My issue was chatter caused by the gantry rails flexing rotaionally as the bit encountered resistance.

The maker slide rails would move in relation to each other building tension to a particular level then release it and build it up again and so on. his happened many times a second causeing the chattering.

I added a 3/16" x1 3/4" x 39" piece of aluminum held in position with old fashioned round head machine bolts and nuts with the protruding bolt ground flat to the nut for clearance. and a drop of threadlocker for good measure.

The improvement was quite impressive!

I was wondering the same thing. Using an aluminum bar instead of steel. It would be lighter, and it would lock everything together, plus It would be easier to drill threw.

I have no reservations or regrets going with the aluminum. As for if steel would be better, I dont really have a good basis to compare to.

Think of it this way, look at the gantry from the right hand side. you have two pieces of maker slide (rails) with the spindle hanging off the left side putting counter clockwise rotational force on both pieces.

Individually, both pieces twist in the same counterclockwise direction, each about it’s own center point.

The sides of the maker slide that face each other are effectively going in opposite directions, one up the other down.

What the plate does is bind the rails toghether forcing them to counteract each others motion or unifying the two pieces to act as one and preventing them from twisting independently.

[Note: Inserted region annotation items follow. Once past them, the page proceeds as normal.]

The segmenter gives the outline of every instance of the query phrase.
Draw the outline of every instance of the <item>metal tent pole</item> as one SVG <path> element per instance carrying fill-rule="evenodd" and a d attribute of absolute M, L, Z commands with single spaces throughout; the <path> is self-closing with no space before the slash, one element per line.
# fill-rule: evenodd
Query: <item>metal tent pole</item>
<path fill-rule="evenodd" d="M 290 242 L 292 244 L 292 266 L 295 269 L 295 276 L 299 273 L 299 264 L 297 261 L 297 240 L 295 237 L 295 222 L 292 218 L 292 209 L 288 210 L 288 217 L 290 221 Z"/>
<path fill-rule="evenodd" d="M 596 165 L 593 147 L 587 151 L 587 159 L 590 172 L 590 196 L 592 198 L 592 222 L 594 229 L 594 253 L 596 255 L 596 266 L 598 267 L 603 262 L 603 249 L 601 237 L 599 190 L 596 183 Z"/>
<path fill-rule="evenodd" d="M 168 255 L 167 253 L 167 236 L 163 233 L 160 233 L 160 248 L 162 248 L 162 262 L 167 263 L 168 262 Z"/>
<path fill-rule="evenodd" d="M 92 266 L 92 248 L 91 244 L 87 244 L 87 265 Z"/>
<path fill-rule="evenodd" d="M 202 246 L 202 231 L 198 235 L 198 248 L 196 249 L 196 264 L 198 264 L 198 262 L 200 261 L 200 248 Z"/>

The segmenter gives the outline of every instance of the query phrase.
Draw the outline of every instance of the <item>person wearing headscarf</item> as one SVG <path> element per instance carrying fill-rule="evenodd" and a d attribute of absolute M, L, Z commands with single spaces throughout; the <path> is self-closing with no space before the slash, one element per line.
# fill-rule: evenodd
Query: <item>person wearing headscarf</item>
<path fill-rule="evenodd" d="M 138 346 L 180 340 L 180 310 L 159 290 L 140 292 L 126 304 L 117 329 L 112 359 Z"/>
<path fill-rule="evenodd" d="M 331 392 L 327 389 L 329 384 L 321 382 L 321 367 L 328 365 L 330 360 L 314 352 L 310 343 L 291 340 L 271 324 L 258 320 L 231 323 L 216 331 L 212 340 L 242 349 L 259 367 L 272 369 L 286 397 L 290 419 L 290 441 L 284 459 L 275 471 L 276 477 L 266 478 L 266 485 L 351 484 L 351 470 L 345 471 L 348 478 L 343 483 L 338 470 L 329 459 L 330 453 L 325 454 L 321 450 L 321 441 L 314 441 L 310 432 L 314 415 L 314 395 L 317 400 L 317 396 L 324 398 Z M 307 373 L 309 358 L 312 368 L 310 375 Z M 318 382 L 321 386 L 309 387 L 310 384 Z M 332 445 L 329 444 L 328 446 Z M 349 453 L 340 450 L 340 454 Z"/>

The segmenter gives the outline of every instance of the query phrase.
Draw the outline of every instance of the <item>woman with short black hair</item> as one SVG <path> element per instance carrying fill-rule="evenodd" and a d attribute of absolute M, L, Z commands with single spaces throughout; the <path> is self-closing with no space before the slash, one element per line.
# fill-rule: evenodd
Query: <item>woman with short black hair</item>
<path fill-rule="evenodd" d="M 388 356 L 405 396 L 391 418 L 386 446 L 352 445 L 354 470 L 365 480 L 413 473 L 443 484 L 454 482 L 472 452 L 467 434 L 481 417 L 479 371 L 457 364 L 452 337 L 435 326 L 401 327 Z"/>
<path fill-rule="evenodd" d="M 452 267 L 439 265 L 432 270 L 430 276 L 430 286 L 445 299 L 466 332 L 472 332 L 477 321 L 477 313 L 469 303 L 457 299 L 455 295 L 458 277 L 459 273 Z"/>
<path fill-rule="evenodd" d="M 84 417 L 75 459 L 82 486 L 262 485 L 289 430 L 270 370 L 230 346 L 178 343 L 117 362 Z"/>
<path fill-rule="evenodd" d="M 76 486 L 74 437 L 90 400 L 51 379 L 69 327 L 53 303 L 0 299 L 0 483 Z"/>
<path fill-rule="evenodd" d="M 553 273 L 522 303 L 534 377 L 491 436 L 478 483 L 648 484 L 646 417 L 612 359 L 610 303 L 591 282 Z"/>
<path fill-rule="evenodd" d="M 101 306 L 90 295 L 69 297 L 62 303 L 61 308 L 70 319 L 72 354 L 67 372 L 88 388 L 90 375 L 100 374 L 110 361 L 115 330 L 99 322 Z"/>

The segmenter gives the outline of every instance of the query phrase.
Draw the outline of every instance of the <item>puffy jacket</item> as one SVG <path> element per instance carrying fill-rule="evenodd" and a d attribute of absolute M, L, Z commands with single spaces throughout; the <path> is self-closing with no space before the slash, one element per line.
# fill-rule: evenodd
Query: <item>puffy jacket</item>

So @NickHomrich what you are visualizing is correct.

Where steel may have an advantage would be with sagging in the middle of the span under the weight of a larger router. I run a 300w 48v quiet cut spindle, so that is not an issue for me.

Any sort of plate between the rails will stiffen the gantry. Harder materials will in theory perform better than softer ones ie; plastic vs. metal etc.

All of these will encounter the same forces of stretching on the bottom and compression on the top, but will react differently, at least on a microscopic level.